In our recent project of establishing reference intervals for 13 plasma proteins following the NCCLS proposed guideline (C28-P, 1992), confounding and interacting relationships were found among criteria for partitioning reference individuals. Therefore, we found it necessary to test for the validity of the criterion by multivariate analysis so that such relationships could be revealed. Meanwhile, to find difference appropriate for the partition, sex- and age-related differences were examined in common screening tests whose reference intervals (RI) were conventionally set for each subgroup.

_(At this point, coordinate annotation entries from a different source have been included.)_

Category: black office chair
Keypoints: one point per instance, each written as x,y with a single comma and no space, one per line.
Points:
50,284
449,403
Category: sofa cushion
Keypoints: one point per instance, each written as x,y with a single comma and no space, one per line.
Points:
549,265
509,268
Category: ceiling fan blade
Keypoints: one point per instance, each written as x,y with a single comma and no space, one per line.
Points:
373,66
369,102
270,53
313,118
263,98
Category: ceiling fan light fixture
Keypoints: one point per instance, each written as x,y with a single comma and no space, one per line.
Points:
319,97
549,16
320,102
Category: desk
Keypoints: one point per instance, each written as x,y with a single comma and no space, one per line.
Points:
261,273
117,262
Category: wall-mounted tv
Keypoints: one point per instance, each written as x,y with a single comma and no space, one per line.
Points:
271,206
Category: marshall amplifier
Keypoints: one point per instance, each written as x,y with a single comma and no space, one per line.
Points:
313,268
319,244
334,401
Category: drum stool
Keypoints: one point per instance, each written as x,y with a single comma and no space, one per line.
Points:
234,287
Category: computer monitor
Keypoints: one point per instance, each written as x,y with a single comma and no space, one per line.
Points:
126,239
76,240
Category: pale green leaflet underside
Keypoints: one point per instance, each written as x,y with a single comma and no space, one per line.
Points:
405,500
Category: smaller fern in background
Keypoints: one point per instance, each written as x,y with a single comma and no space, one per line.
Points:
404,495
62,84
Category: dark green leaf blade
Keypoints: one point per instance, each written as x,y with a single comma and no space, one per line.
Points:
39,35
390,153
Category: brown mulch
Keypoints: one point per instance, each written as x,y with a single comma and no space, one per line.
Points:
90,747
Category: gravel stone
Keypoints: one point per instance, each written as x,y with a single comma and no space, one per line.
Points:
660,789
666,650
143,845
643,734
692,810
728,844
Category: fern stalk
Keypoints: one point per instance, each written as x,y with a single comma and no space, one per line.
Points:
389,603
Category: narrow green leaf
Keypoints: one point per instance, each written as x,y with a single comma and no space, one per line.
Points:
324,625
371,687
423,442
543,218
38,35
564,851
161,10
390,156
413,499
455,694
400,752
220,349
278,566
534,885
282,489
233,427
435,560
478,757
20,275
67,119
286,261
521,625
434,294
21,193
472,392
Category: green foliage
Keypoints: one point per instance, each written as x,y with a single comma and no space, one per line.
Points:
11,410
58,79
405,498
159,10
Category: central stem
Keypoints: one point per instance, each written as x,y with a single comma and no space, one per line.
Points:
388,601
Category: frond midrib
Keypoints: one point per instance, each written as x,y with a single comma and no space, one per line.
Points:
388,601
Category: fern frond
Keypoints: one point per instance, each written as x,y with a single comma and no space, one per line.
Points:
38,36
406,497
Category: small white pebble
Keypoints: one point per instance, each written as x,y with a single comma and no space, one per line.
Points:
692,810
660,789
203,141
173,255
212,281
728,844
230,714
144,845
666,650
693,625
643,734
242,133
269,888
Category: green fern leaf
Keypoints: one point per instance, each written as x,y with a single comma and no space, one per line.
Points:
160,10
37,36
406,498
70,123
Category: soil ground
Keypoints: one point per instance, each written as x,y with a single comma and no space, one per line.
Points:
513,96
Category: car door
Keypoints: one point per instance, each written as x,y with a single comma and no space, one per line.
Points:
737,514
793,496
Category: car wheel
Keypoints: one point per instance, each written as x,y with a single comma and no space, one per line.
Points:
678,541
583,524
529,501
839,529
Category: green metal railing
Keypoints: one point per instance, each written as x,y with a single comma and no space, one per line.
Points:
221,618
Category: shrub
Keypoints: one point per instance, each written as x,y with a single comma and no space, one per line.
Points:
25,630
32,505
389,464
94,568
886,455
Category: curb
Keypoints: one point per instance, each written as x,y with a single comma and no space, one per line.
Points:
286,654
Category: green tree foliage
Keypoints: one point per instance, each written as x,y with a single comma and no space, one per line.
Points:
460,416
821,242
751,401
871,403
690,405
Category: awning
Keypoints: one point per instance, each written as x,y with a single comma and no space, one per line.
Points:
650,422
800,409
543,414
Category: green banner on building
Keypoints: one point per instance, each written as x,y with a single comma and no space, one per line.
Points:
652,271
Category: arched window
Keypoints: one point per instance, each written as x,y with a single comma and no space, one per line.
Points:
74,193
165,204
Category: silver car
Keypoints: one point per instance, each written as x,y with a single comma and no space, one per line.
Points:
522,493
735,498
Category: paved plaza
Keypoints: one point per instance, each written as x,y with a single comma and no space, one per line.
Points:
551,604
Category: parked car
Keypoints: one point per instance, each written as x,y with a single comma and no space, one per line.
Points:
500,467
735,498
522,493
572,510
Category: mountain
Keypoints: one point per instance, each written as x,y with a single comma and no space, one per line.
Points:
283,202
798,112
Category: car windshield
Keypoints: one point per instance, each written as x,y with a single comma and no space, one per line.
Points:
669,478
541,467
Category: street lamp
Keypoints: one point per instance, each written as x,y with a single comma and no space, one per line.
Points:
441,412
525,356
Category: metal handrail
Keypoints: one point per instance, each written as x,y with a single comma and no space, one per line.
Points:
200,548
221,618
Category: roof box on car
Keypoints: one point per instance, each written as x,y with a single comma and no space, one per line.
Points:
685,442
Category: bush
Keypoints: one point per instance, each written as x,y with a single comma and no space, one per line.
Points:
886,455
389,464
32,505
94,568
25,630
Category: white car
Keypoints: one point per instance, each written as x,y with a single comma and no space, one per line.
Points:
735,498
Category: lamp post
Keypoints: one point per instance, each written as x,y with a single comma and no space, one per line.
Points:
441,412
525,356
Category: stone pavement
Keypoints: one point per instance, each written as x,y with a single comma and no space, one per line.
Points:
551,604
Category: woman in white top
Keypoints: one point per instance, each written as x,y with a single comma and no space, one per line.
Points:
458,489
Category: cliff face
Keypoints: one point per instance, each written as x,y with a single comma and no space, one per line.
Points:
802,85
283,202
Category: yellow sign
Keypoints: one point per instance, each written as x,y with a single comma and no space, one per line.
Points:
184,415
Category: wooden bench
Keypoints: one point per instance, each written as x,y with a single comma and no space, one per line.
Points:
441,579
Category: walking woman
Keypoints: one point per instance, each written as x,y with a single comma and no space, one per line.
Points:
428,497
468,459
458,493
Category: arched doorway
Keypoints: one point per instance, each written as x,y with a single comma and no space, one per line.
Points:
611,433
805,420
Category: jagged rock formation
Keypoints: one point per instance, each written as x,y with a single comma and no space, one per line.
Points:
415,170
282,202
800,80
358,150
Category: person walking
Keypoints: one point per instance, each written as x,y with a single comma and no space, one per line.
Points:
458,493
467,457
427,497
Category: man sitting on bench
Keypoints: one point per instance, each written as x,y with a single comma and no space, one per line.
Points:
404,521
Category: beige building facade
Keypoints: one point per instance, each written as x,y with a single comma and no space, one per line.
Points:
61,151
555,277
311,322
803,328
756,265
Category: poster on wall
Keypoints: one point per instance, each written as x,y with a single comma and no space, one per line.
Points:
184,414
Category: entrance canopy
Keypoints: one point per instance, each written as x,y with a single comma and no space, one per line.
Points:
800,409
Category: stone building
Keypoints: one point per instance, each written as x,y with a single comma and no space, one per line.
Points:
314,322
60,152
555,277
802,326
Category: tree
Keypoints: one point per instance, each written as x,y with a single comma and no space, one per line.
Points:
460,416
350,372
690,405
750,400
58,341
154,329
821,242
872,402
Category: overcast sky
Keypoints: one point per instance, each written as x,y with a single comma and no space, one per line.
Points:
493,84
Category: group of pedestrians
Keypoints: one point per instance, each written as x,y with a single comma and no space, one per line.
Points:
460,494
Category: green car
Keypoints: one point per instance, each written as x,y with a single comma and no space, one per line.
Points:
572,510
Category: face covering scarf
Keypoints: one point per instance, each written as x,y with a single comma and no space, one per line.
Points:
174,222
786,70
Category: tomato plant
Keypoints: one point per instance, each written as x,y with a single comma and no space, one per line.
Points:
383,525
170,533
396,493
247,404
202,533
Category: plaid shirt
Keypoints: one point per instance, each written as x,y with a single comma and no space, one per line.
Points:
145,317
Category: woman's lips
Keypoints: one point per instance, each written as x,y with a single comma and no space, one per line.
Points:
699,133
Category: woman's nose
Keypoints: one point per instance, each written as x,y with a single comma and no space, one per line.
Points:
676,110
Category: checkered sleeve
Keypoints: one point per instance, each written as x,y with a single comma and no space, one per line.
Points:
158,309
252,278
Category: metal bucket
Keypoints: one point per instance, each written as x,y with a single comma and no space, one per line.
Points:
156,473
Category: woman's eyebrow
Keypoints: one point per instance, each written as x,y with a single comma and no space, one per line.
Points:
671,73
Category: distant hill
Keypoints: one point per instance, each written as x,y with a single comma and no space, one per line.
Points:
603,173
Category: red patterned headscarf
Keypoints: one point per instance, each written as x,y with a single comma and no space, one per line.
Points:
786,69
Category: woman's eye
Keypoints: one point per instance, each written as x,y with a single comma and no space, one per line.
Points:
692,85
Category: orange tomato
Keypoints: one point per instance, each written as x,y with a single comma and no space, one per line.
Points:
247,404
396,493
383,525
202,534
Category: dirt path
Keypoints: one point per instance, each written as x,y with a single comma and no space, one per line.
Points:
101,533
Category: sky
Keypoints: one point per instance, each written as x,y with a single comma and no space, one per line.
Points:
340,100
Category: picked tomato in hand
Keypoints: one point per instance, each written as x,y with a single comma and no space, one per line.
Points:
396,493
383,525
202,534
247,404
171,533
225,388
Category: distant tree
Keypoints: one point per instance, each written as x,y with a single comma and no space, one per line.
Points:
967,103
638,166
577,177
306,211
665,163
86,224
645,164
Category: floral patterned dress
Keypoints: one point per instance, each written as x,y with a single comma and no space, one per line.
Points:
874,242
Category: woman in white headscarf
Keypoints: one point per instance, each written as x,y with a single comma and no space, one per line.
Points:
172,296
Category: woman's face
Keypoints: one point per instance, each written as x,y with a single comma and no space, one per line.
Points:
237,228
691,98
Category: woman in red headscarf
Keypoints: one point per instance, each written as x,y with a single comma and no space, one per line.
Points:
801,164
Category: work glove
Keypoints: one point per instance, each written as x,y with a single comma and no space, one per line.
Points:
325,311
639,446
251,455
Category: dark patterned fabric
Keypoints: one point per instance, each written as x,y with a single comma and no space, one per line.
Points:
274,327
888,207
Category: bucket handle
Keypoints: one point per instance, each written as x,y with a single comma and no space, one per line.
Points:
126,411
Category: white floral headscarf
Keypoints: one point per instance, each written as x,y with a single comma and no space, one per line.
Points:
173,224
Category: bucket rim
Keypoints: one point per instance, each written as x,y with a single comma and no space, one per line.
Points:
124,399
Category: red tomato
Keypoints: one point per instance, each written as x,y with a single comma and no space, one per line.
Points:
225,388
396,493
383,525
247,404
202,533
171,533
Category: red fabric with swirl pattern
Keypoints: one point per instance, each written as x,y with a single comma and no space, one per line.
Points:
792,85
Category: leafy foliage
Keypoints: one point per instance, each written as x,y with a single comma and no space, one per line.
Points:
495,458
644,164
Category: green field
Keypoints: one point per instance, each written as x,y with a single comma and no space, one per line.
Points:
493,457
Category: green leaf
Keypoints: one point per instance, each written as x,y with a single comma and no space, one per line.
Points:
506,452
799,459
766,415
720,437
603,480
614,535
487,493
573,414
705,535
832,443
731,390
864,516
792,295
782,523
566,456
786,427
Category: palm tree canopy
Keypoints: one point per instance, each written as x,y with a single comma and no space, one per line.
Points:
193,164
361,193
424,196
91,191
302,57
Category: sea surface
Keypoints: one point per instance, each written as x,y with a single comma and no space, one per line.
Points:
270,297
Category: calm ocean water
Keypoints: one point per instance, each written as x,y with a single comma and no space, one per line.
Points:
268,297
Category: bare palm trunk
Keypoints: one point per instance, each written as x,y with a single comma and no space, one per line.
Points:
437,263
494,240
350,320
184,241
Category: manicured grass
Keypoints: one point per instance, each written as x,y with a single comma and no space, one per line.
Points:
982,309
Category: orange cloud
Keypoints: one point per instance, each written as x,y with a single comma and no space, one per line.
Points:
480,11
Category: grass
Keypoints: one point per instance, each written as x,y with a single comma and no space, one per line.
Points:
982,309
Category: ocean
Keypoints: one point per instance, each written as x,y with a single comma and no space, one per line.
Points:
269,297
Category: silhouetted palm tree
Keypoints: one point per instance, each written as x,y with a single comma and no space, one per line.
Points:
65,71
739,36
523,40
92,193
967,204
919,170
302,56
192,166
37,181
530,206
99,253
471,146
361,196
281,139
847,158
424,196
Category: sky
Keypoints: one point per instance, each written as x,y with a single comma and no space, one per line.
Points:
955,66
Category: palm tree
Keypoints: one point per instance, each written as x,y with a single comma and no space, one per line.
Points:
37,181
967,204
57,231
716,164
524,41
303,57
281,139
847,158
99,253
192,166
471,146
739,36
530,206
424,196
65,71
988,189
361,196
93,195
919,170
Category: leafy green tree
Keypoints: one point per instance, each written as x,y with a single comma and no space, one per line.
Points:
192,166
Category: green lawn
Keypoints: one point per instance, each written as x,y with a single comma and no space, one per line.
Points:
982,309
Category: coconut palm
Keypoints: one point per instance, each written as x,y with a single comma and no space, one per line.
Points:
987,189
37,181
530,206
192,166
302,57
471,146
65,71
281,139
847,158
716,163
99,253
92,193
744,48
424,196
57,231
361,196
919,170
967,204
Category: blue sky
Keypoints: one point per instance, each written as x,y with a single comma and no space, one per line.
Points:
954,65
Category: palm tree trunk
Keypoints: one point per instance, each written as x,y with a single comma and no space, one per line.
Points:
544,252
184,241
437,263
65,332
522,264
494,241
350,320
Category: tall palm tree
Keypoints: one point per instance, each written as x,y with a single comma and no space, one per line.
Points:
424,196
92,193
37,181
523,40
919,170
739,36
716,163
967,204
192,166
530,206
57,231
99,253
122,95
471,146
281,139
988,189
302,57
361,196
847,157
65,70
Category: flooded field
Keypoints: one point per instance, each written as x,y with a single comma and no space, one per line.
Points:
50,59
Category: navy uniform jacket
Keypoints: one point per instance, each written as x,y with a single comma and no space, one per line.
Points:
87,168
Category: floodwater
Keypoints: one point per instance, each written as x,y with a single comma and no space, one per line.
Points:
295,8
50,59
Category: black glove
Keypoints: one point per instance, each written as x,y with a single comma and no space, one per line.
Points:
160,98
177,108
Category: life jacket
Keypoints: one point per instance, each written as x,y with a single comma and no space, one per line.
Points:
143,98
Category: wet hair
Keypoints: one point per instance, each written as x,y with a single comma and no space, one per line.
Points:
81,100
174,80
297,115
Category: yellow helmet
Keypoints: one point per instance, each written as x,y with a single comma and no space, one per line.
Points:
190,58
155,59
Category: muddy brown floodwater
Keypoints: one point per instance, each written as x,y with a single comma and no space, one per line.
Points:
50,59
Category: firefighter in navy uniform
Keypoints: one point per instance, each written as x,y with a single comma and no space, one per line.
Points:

The result led to our standard for partitioning when the difference between subgroups exceed 10% of the span of a RI derived without partitioning. Among the 13 plasma proteins, the multivariate analyses and the standard indicated gender-based RI was for IgM, alpha 1 acid glycoprotein, alpha 2 macroglobulin, and transferrin, transthyretin. None of the age-related differences were large enough. In serum IgM, ceruloplasmin, and transferrin, however, females tended to have larger differences between ages, exemplifying interaction of gender on age-related changes of the analytes. Smoking-related differences were > 10% in IgG and transthyretin. However, differences in the latter proved to be spurious multivariately. These results suggest a necessity for additional descriptions on the validity of the partitioning criterion in the NCCLS proposed guideline.

摘要

在我们最近按照美国国家临床实验室标准委员会(NCCLS)1992年提出的指南(C28-P)为13种血浆蛋白建立参考区间的项目中,发现划分参考个体的标准之间存在混杂和相互作用的关系。因此,我们发现有必要通过多变量分析来检验该标准的有效性,以便揭示这种关系。同时,为了找到适合划分的差异,我们在常规为每个亚组设定参考区间(RI)的常见筛查试验中检查了性别和年龄相关的差异。当亚组之间的差异超过未划分时得出的RI范围的10%时,结果得出了我们的划分标准。在这13种血浆蛋白中,多变量分析和该标准表明基于性别的RI适用于IgM、α1酸性糖蛋白、α2巨球蛋白、转铁蛋白和甲状腺素转运蛋白。没有与年龄相关的差异足够大。然而,在血清IgM、铜蓝蛋白和转铁蛋白中,女性在年龄之间的差异往往更大,这体现了性别对分析物与年龄相关变化的相互作用。与吸烟相关的差异在IgG和甲状腺素转运蛋白中>10%。然而,多变量分析证明后者的差异是虚假的。这些结果表明有必要在NCCLS提出的指南中对划分标准的有效性进行额外描述。